Myrtle Beach City Council votes to limit parking along Golden Mile

Myrtle Beach City Council votes to limit parking along Golden Mile

MYRTLE BEACH, SC (WMBF) - After hours of debating, Myrtle Beach City Council members voted to change parking around the Golden Mile.

Council members have been divided on how to handle parking on North Ocean Boulevard since the ordinance's first reading two weeks ago.

Some council members wanted to see a residential parking plan put in place to protect people living in the avenues, while others felt everyone living in the city has a right to park on the city's public streets.

The portions of the ordinance that faced the least amount of contention from council members were: limiting North Ocean Boulevard parking to the east side of the road for people living in the city who have city parking decals; making the street end lots by the beach pay-by-phone parking at double the rate of the Boardwalk area; and allowing anyone with a city decal to park in those lots for free.

Council members went back and forth Tuesday on making the avenues from 31st through 82nd city decal parking only.

Right now, anyone can park on the avenues. However, some people who live there told council members nobody parks in front of their houses right now, so they think limiting parking on Ocean Boulevard and the street ends will push more people with city decals in front of their homes.

Several council members went to the Golden Mile over the weekend to see first-hand how parking is distributed.
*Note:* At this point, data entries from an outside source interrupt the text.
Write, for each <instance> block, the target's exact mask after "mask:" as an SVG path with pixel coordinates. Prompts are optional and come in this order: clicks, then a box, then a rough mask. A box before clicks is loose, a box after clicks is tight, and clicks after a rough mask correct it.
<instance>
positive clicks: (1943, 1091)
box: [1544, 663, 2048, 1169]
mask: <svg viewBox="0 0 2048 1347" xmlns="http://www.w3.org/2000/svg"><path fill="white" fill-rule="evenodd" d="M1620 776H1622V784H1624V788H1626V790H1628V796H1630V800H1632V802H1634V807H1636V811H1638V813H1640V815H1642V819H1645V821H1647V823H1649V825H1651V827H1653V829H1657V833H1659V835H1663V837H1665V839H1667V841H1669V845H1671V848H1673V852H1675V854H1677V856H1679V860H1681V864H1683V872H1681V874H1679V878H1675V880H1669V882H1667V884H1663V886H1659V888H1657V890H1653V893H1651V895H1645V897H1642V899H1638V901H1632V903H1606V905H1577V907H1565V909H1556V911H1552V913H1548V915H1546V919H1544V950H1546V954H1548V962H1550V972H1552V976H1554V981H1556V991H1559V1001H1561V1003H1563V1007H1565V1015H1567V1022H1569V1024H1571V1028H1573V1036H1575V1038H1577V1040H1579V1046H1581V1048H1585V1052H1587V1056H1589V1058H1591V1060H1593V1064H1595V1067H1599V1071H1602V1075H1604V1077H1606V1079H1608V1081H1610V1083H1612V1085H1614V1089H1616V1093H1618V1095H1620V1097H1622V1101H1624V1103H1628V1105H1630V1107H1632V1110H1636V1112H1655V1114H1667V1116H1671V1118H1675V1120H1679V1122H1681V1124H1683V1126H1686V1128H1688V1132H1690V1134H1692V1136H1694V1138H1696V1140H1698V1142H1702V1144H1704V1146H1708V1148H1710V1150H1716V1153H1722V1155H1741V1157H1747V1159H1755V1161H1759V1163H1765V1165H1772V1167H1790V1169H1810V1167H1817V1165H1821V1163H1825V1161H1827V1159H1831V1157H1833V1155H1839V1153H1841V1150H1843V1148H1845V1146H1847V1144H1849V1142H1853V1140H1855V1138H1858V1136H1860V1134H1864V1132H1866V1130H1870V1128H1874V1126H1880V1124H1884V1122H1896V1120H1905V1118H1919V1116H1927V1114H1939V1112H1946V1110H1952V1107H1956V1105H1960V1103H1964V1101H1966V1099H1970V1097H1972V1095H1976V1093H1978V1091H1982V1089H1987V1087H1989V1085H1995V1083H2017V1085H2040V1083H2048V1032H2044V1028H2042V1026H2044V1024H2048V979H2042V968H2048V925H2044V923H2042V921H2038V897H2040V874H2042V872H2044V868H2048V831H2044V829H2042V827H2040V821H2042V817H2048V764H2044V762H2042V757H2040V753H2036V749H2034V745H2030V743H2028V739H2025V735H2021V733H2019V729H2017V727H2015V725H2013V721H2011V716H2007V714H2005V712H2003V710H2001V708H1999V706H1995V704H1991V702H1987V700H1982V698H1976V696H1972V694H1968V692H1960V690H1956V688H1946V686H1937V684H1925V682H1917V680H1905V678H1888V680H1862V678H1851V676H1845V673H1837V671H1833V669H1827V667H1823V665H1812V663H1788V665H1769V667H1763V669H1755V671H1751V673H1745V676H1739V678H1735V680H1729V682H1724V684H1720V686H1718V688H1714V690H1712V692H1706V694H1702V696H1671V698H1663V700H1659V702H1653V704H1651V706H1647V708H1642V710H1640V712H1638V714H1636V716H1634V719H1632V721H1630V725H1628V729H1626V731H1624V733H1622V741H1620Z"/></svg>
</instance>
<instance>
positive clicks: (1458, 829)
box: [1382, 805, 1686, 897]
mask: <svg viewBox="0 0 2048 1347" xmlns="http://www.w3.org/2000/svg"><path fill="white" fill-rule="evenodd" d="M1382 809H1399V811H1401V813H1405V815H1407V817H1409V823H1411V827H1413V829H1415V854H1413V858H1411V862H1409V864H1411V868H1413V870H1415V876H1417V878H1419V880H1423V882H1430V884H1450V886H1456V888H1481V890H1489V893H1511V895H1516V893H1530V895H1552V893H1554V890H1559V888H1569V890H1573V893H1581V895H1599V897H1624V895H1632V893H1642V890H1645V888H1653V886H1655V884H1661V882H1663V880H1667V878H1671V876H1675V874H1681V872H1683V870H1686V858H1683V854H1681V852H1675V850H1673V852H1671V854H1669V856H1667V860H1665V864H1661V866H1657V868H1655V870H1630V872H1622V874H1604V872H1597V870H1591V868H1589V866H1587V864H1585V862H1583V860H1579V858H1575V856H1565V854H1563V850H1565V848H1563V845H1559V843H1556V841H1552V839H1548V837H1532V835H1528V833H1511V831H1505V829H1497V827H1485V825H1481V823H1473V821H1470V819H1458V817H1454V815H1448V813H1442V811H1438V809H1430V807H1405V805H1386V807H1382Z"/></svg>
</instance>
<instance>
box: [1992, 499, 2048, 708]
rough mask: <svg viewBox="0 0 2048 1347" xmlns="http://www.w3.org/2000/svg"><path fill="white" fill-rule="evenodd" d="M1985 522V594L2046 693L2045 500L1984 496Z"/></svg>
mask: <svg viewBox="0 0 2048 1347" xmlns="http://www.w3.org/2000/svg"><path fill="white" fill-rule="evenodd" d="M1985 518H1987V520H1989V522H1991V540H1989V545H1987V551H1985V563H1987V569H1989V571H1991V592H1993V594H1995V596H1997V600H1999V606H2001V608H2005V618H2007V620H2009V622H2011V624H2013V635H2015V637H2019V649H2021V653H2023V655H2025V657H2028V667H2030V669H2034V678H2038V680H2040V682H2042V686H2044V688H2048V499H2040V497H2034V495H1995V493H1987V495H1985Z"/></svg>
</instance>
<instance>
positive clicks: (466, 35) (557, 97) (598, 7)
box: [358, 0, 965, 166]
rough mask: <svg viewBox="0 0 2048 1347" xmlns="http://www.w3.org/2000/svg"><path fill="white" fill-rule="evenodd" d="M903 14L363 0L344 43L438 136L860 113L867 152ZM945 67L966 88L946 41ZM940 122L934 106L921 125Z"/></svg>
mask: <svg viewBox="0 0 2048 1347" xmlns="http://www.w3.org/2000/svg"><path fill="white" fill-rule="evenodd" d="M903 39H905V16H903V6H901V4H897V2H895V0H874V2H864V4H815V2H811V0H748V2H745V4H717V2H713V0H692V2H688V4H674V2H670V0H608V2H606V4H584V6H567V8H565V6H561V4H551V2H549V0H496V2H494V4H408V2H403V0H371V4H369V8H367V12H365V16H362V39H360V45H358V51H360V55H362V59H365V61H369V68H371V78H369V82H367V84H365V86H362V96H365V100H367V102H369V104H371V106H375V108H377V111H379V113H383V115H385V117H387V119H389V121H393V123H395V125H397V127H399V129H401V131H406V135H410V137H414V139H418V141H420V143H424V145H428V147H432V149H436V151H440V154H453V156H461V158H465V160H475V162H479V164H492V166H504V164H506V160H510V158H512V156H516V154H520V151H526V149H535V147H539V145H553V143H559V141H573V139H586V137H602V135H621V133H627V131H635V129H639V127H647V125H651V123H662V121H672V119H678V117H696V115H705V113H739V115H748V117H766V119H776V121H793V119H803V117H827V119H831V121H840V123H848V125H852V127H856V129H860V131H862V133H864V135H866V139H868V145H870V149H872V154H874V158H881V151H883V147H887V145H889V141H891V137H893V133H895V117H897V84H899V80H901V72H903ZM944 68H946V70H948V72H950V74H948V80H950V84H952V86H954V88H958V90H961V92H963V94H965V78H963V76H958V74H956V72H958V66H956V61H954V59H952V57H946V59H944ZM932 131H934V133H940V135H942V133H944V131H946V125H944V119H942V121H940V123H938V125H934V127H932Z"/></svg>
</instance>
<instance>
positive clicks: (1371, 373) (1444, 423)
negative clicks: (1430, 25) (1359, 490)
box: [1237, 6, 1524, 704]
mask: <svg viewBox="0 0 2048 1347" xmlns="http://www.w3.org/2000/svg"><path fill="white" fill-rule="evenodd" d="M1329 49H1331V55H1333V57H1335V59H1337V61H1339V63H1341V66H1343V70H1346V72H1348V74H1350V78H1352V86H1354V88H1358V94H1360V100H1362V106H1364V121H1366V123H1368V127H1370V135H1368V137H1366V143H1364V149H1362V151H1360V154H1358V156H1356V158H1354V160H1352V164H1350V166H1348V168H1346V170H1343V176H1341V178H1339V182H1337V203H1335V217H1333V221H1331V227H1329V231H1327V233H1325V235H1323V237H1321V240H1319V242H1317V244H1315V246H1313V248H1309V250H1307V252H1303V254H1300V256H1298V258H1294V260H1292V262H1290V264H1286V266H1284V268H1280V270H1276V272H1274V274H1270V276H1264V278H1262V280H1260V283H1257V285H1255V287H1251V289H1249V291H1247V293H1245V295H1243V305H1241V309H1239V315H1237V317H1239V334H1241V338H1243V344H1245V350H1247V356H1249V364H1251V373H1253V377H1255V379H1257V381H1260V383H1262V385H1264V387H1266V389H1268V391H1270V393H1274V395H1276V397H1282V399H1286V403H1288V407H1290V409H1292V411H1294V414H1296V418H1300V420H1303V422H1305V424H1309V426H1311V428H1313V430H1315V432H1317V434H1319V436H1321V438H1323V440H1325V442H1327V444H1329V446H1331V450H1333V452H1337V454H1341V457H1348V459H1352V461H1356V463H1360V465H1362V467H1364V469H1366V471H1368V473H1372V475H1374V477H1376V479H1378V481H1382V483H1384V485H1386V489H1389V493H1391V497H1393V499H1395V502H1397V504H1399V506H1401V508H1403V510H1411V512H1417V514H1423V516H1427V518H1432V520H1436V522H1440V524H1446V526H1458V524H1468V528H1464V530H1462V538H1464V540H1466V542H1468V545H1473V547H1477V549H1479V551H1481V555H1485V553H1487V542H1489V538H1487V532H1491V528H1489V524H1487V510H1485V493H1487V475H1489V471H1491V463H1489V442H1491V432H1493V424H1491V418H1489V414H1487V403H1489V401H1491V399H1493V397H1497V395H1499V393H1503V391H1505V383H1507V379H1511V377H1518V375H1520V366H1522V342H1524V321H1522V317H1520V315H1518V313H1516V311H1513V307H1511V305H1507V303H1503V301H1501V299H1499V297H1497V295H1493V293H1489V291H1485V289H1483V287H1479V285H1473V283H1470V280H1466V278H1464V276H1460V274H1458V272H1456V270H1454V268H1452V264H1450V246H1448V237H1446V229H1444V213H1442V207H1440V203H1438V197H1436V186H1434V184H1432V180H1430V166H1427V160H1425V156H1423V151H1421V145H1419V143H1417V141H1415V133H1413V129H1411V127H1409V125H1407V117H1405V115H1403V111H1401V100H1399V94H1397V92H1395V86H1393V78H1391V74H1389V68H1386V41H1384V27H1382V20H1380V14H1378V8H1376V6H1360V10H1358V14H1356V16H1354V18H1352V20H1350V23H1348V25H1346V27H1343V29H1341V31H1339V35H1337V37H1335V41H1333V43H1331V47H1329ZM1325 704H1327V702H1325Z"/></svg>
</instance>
They said they found fewer than 10 percent of cars parked in the area have city decals, so they don't think the regulations will have a spillover effect on the avenues.

Other people living in the Golden Mile told council members public parking in general has created safety issues and they would like to see all parking limited to residents only.

After all of the debating, city council ended up voting 4-3 to go ahead with limiting parking along the avenues to drivers with city decals and putting up signage to regulate that, while allowing individual streets to vote to opt-out of those signs and allow parking to go back to how it has been with no signs and anyone being allowed to park there.

The city will need more than a month to get the signs up and start enforcement.

In a few months, city council members plan to revisit the issue and look more closely at residential parking plans.